Quite simply, the world, it is a changing. We all know it. We can all feel it in our political bones -- that something quite dramatic, important, world changing, and, frankly, damn frightening is taking place at the macro level of world geopolitics and economics that is having dramatic impacts on the micro level we all live in. Buchanan uses free trade as his globalization demon, yet there are other equally frightening things going on:
What does the rise of China mean for the US? What does technological innovation mean for my family, myself, and our values? What good is the nation-state if it can't protect you? How is it that I feel closer to members on an internet bulletin board than my own neighbors? Why is it that my kids won't be able to get ahead unless they have a degree from a good college? Why is my company dropping my health benefits? Why is the price of gas going through the roof?
These issues are all interconnected and they all scream one thing:
The party that best comes up with a program to manage the long crisis of globalization will win lasting political power for most of this century.
The right's ultimate program dealing with globalization entials blocking it if it can and, barring that, shifting the burden of transitioning to a globalized world onto the backs of their political opponnents. Thus the GOP's current policy of styming social change like banning gay marriage or locking up illegal immigrants COULPED with the policy of protecting the wealthy and corporate America.

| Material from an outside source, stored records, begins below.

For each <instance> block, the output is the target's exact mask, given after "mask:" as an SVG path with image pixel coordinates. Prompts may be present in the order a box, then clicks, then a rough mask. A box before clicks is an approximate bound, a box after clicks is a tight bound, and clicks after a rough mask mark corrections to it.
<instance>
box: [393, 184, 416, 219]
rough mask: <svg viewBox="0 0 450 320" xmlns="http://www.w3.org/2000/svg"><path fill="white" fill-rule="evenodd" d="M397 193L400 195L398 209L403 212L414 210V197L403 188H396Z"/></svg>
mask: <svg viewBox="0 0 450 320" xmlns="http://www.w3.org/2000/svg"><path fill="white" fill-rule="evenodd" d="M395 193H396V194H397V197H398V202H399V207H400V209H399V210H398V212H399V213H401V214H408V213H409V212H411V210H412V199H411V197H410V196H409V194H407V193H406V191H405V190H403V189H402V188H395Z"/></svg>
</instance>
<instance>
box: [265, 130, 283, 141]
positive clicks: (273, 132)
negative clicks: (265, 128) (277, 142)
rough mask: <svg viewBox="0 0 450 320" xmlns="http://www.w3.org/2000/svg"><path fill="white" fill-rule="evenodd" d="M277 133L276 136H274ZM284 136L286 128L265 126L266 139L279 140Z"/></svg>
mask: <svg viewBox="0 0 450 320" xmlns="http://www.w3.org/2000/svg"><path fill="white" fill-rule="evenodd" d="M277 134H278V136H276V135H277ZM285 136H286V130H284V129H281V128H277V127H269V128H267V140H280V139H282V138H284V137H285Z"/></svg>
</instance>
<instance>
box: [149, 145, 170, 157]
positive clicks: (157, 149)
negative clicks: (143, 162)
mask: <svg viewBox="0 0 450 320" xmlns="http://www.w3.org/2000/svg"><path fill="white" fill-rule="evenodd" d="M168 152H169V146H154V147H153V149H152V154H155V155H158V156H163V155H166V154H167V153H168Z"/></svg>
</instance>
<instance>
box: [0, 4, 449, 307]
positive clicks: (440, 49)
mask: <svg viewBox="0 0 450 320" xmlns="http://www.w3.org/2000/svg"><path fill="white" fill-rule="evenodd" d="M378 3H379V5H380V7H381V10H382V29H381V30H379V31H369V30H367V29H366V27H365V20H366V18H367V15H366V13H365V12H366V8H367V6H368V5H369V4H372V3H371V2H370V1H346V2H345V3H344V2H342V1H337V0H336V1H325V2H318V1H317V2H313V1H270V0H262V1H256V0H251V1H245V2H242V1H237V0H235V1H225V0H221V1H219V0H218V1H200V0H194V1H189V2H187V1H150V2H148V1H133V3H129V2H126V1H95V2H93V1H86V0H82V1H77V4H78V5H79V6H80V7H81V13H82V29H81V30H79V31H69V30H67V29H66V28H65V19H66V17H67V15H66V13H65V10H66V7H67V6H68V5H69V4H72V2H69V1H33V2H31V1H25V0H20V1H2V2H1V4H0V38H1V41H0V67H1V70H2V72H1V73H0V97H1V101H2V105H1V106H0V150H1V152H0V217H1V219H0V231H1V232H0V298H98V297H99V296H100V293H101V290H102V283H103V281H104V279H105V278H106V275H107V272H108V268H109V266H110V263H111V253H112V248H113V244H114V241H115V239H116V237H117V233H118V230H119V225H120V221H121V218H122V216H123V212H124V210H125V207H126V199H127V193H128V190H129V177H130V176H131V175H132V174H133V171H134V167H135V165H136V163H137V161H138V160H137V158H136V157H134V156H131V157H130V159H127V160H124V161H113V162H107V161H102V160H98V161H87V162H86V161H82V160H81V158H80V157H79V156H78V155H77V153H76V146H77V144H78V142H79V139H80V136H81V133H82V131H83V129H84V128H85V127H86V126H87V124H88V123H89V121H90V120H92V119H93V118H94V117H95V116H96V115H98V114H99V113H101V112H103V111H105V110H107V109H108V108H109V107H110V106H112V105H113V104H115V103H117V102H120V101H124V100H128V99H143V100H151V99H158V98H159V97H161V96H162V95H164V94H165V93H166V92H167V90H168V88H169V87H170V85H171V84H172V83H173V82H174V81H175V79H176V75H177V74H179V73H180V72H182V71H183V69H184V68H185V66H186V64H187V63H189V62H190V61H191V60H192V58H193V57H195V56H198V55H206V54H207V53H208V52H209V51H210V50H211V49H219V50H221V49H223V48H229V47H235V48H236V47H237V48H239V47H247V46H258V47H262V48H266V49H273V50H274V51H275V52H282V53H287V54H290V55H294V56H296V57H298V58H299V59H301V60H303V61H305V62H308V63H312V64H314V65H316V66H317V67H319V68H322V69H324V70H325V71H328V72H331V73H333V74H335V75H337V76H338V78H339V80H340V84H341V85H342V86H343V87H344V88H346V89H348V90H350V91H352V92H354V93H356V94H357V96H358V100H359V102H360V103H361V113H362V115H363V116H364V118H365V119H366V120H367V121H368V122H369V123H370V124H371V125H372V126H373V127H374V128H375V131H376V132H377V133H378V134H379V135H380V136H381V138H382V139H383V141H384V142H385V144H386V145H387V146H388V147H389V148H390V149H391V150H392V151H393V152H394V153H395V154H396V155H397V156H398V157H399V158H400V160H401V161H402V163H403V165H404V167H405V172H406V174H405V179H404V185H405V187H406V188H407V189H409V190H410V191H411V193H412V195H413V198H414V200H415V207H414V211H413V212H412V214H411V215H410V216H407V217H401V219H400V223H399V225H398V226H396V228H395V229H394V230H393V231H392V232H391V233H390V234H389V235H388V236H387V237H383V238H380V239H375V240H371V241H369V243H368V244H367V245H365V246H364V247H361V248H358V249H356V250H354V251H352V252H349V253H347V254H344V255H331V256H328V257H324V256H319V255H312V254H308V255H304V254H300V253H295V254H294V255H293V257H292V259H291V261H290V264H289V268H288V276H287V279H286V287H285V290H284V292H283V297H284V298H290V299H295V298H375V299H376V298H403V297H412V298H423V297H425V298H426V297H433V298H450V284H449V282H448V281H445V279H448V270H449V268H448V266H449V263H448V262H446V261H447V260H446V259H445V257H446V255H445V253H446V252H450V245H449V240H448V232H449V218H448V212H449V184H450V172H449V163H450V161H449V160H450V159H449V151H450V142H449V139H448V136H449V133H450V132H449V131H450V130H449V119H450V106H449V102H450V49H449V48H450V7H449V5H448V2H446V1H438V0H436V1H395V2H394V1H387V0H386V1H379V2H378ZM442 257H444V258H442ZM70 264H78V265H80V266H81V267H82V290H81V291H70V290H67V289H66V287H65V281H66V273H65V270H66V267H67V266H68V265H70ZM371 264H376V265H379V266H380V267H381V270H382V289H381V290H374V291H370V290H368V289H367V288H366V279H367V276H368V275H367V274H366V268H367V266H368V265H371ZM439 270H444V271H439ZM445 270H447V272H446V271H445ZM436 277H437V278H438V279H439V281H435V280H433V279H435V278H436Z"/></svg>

The ultimate result of this policy, of course, is disaster. Pat sums it up nicely using foreign policy as a case study of the inherent contradictions and ultimate impossibility of the GOP's response to globalization:
Thus, in March, 2003, Bush, in perhaps the greatest strategic blunder in U.S. history, invaded an Arab nation that had not attacked us, did not want war with us, and did not threaten us--to strip it of weapons we now know it did not have.
Result: Shia and Kurds have been liberated from Saddam, but Iran has a new ally in southern Iraq, Osama has a new base camp in the Sunni Triangle, the Arab and Islamic world have been radicalized against the United States, and copy-cat killers of Al Qaida have been targeting our remaining allies in Europe and the Middle East: Spain, Britain, Egypt and Jordan. And, lest we forget, 2055 Americans are dead and Walter Reed is filling up.
True to the neoconservative creed, Bush launched a global crusade for democracy that is now bringing ever closer to power Hamas in Gaza and the West Bank, Hezbollah in Lebanon, the Muslim Brotherhood in Egypt and Syria, and Shia fundamentalists in Baghdad and Basra.
Democratic imperialism is still imperialism. To Arab and Islamic peoples, whether the Crusaders come in the name of God or in the name of democracy, they are still Crusaders.
I agree with Pat Buchanan. God help and forgive me, but I agree with Pat Buchanan.
What do we do? What is the liberal-progressive, Democratic program for globalization?